The CSIRO study found that when 1.5 mL of NumOcaine is administered to the tail or scrotum of 2-4 week old lambs, pain relief is provided for 60 minutes after the ring application. Researchers recorded a significant 68% reduction in pain-related behaviours for the first 20-50 minutes following ring marking, with faster mothering up and reduced mismothering.

After 60 minutes, an anti-inflammatory (analgesic) medication, also administered during marking, will have had time to take effect.

To date, 1,000 animals have received NumOcaine (2% lignocaine) in Australian studies run by CSIRO and the University of Melbourne, with no adverse toxic effects recorded. This number of animals more than meets requirements for statistical validation and there is every reason to be absolutely confident in these results.
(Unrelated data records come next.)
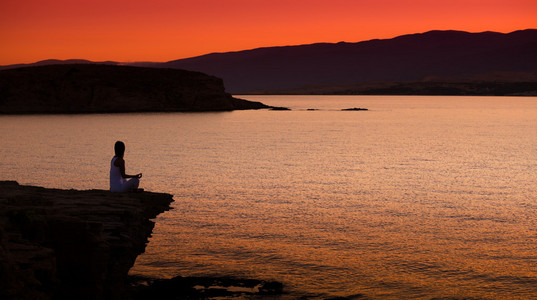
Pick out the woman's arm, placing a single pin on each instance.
(120, 163)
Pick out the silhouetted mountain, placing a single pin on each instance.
(92, 88)
(405, 58)
(408, 64)
(57, 62)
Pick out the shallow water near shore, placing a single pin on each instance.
(418, 197)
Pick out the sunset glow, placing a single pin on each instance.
(163, 30)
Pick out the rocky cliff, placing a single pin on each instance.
(68, 244)
(94, 88)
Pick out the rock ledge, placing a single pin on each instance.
(69, 244)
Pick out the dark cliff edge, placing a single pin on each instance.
(95, 88)
(69, 244)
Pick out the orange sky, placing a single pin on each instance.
(163, 30)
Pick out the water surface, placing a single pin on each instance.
(419, 197)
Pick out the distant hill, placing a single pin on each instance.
(434, 62)
(93, 88)
(412, 57)
(48, 62)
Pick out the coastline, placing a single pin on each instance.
(73, 244)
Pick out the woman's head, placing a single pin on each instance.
(119, 148)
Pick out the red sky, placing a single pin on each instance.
(163, 30)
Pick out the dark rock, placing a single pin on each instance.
(201, 288)
(68, 244)
(280, 108)
(93, 88)
(354, 109)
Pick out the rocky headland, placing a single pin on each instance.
(96, 88)
(68, 244)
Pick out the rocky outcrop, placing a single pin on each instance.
(68, 244)
(93, 88)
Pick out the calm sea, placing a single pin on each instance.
(419, 197)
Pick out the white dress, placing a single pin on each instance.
(118, 183)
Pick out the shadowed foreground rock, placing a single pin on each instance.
(68, 244)
(92, 88)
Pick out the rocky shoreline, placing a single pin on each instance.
(93, 88)
(68, 244)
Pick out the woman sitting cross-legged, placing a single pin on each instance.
(119, 181)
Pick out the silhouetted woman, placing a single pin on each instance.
(118, 178)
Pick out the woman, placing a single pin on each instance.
(118, 178)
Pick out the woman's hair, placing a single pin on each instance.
(119, 148)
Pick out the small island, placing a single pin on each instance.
(96, 88)
(354, 109)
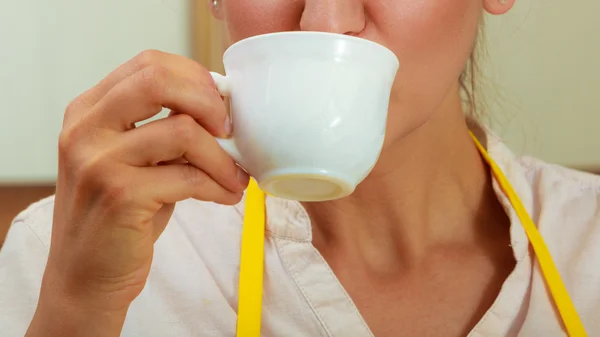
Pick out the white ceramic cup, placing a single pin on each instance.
(308, 109)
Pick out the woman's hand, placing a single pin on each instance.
(117, 186)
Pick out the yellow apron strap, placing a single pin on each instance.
(252, 259)
(251, 263)
(563, 302)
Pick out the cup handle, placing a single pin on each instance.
(228, 145)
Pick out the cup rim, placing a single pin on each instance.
(383, 48)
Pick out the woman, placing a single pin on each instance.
(428, 245)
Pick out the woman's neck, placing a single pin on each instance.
(429, 189)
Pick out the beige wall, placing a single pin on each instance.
(544, 58)
(542, 77)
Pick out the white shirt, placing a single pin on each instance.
(192, 287)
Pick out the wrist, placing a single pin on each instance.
(59, 316)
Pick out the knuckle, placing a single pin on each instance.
(232, 199)
(183, 128)
(66, 141)
(73, 108)
(152, 81)
(193, 177)
(147, 57)
(91, 171)
(111, 188)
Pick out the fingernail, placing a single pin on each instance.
(243, 177)
(228, 126)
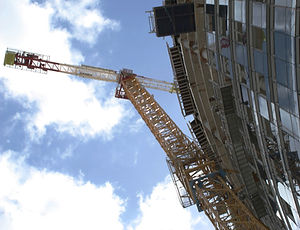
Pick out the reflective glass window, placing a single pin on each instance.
(280, 45)
(287, 3)
(294, 108)
(284, 46)
(295, 145)
(239, 11)
(291, 75)
(281, 74)
(258, 38)
(286, 119)
(295, 125)
(245, 95)
(283, 96)
(258, 61)
(259, 14)
(210, 39)
(280, 19)
(263, 107)
(241, 54)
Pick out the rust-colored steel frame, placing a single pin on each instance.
(202, 180)
(195, 169)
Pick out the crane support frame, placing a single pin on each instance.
(194, 168)
(197, 172)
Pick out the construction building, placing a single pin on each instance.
(237, 67)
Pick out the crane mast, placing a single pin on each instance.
(197, 176)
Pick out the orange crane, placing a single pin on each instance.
(198, 178)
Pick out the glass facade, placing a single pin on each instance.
(248, 54)
(252, 45)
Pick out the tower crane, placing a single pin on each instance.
(198, 178)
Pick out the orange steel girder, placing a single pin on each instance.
(204, 182)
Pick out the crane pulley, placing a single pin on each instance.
(201, 180)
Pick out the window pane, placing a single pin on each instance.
(258, 38)
(241, 54)
(259, 14)
(291, 76)
(290, 21)
(283, 97)
(286, 119)
(280, 49)
(263, 107)
(239, 11)
(295, 125)
(280, 19)
(258, 61)
(281, 75)
(245, 95)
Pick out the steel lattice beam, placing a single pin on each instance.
(199, 175)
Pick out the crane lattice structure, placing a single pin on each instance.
(197, 176)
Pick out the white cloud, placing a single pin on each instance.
(86, 21)
(36, 199)
(54, 99)
(39, 199)
(162, 210)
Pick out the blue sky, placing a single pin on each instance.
(71, 155)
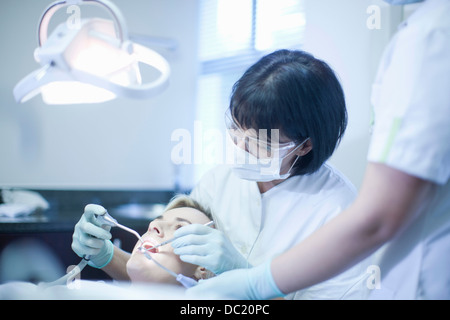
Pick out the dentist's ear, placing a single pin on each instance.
(305, 148)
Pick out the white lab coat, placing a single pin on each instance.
(262, 226)
(411, 98)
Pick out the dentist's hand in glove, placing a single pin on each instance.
(93, 239)
(242, 284)
(207, 247)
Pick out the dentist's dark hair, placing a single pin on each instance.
(298, 94)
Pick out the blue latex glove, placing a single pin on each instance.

Australian licensing bodies have accepted this body of research as evidence that lignocaine is safe at the recommended dose, when used with the Numnuts device.

With 2.2 million doses of NumOcaine administered on farm since launch, no toxic adverse effects have been reported to the APVMA or other regulating bodies.


[1]  Pain mitigation in sheep, Fact Sheet. Meat and Livestock Australia.

[2]  Plan, Prepare and Conduct Best Welfare Practice Lamb Marking Procedures – Training Guide, Australian Wool Innovation

[3]  Small AH, Jongman EC, Niemeyer D, Lee C, Colditz IG. Efficacy of precisely injected single local bolus of lignocaine for alleviation of behavioural responses to pain during tail docking and castration of lambs with rubber rings. Res Vet Sci. 2020 Dec;133:210-218. doi: 10.1016/j.rvsc.2020.09.025. Epub 2020 Oct 2. PMID: 33017801.

[4]  Cottrell, D.F., Molony, V., 1995. Afferent activity in the superior spermatic nerve of lambs – the effects of application of rubber castration rings. Vet. Res. Commun. 19, 503–515.